Und wenn dann eigentlich wirklich Schluss sein sollte, aber man quasi beim Aufbruch auf der Karte noch einen wohlfeilen 2001 Vosne Romanée von Burgund-Legende René Engel entdeckt, dann werden auch die letzten Vorsätze über Bord geworfen. Was für ein grandioser, so kerniger und immer noch frischer Top-Burgunder, der sich über mehrere Dekaden weiterentwickeln dürfte – WT93+.

Klar, dieser Wunderbrunnen-Abend schreit nach unbedingter Wiederholung.

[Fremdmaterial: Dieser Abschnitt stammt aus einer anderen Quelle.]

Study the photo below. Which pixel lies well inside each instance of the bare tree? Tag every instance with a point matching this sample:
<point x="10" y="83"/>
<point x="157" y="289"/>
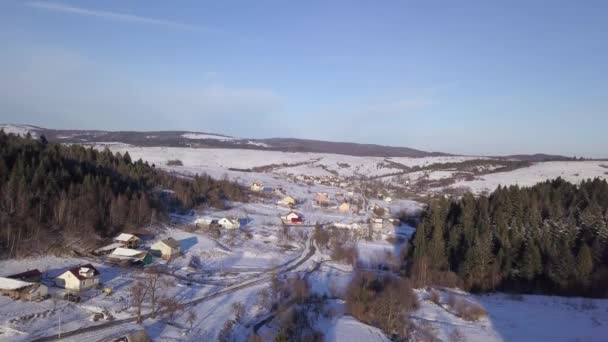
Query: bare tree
<point x="155" y="282"/>
<point x="191" y="317"/>
<point x="139" y="291"/>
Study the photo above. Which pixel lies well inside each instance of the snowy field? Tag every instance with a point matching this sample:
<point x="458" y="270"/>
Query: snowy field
<point x="214" y="271"/>
<point x="573" y="172"/>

Keine Angst, nach so etwas zu verschlafen, muss haben, wer in der Nähe in einem der fußläufigen Hotels übernachtet. Mutig hatte ich in der ruhigen Nacht das Fenster meines Hotelzimmers weit geöffnet. Und als dann pünktlich um 6 Uhr morgens der A380 von Singapur Airlines in geringer Höhe quasi durch mein Zimmer flog, dachte ich im ersten Schreck, das Hotel stürzt ein. Aber so hat man wenigstens noch was vom nächsten Tag.